T91 phosphorylation of c-Jun contributes to the complex regulatory network governing neuronal fate decisions:

• Dual function in neuronal contexts:

  • c-Jun has been reported to function as a regulator of both neuronal death and survival/protection/regeneration pathways

  • The phosphorylation status at T91, in combination with other sites, may act as a molecular switch between these opposing functions

  • The timing of T91 phosphorylation relative to other sites potentially determines whether pro-survival or pro-death pathways are activated

• Integration with survival pathways:

  • In some neuronal contexts, c-Jun activation contributes to regenerative responses after injury

  • The specific combination of phosphorylation at T91 and other sites may determine whether c-Jun associates with neuroprotective gene promoters

  • The slower kinetics of T91 phosphorylation might create a temporal window during which protective programs can be initiated before potential transition to apoptotic pathways

• Cross-talk with apoptotic machinery:

  • c-Jun can regulate FASLG/CD95L transcription in T cells, contributing to activation-induced cell death

  • Similar mechanisms may operate in neurons, with T91 phosphorylation potentially modulating the strength of this pro-apoptotic signal

  • The conformational changes induced by T91 phosphorylation could alter c-Jun's interaction with apoptotic gene promoters

• Spatial considerations in neurons:

  • The Y172 antibody (which recognizes phospho-c-Jun at Ser63) showed distinct cytoplasmic staining patterns in motoneurons, suggesting compartmentalized signaling

  • T91 phosphorylation might similarly exhibit spatial regulation within neuronal compartments (soma vs. dendrites vs. axons)

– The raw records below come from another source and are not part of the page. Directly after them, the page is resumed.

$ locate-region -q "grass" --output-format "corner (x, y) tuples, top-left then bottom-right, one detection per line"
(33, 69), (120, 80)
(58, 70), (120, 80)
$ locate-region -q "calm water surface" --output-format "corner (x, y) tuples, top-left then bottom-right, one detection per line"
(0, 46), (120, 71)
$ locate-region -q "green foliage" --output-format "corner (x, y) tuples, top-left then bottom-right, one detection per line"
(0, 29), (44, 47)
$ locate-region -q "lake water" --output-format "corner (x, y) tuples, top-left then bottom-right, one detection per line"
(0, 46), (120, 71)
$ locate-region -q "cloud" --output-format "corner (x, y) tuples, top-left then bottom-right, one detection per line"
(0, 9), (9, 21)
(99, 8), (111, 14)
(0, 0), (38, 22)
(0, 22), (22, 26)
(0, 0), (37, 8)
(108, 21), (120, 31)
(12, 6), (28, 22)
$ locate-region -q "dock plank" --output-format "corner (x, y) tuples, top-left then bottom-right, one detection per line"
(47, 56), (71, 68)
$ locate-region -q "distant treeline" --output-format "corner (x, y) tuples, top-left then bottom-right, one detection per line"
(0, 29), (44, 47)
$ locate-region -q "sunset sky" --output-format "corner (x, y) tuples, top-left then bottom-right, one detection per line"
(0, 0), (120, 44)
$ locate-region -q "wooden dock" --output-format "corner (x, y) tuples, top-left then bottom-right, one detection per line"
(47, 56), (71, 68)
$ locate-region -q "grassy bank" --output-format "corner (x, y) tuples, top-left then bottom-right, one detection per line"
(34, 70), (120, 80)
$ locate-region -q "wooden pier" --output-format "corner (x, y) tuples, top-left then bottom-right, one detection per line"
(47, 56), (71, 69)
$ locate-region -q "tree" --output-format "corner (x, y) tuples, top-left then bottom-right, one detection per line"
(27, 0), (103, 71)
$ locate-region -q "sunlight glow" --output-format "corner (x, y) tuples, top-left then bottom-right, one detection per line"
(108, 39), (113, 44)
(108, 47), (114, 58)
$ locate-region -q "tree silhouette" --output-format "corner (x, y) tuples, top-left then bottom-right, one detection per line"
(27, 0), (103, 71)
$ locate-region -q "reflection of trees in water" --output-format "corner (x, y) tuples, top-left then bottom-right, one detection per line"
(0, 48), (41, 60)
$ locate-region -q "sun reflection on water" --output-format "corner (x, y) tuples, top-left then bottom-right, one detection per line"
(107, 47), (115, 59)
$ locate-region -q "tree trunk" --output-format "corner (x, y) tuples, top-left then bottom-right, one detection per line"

  • This spatial distribution could contribute to localized responses that determine survival or death outcomes

Understanding the specific role of T91 phosphorylation in neuronal fate decisions could provide new targets for interventions in neurodegenerative diseases and traumatic injuries by selectively modulating the protective versus destructive functions of c-Jun.

How might targeted modulation of T91 phosphorylation be achieved for therapeutic purposes?

Targeted modulation of c-Jun T91 phosphorylation represents a promising therapeutic strategy that could enable precise intervention in JNK-c-Jun signaling pathways:

• Structural-based inhibitor design:

  • Develop peptide inhibitors that mimic the region around T91 to competitively inhibit JNK-mediated phosphorylation

  • Design small molecules that bind to JNK and selectively interfere with T91 phosphorylation while preserving other functions

  • Utilize knowledge of the conformational changes induced by initial phosphorylation events to target T91 specifically

• Phosphorylation site-specific approaches:

  • Create bivalent inhibitors that target both the JNK D-motif binding region and regions specific to T91 recognition

  • Develop antibody-drug conjugates that recognize specific conformations of partially phosphorylated c-Jun

  • Apply engineered phosphatases with enhanced specificity for the T91 phosphorylation site

• Temporal modulation strategies:

  • Design time-released inhibitors that specifically target late-phase JNK activity when T91 phosphorylation normally occurs

  • Develop compounds that alter the kinetics of JNK-c-Jun interactions to specifically modulate T91 phosphorylation rates

  • Create oscillating inhibition systems that allow specific patterns of phosphorylation to occur while blocking others

• Cell type-specific delivery mechanisms:

  • Utilize tissue-specific delivery systems to target T91 modulation in specific cell populations

  • Develop cell-penetrating peptides conjugated to T91-modifying enzymes

  • Design conditional expression systems that respond to disease-specific signals to modulate T91 phosphorylation

• Potential therapeutic applications:

  • Cancer therapy: Targeting aberrant c-Jun signaling in tumors where it drives proliferation

  • Neurodegenerative diseases: Modulating the balance between protective and destructive c-Jun functions

  • Inflammatory conditions: Attenuating specific aspects of the inflammatory response by fine-tuning c-Jun activity

These approaches would enable more precise intervention in c-Jun signaling compared to general JNK inhibitors, potentially reducing side effects while preserving beneficial aspects of JNK-c-Jun signaling.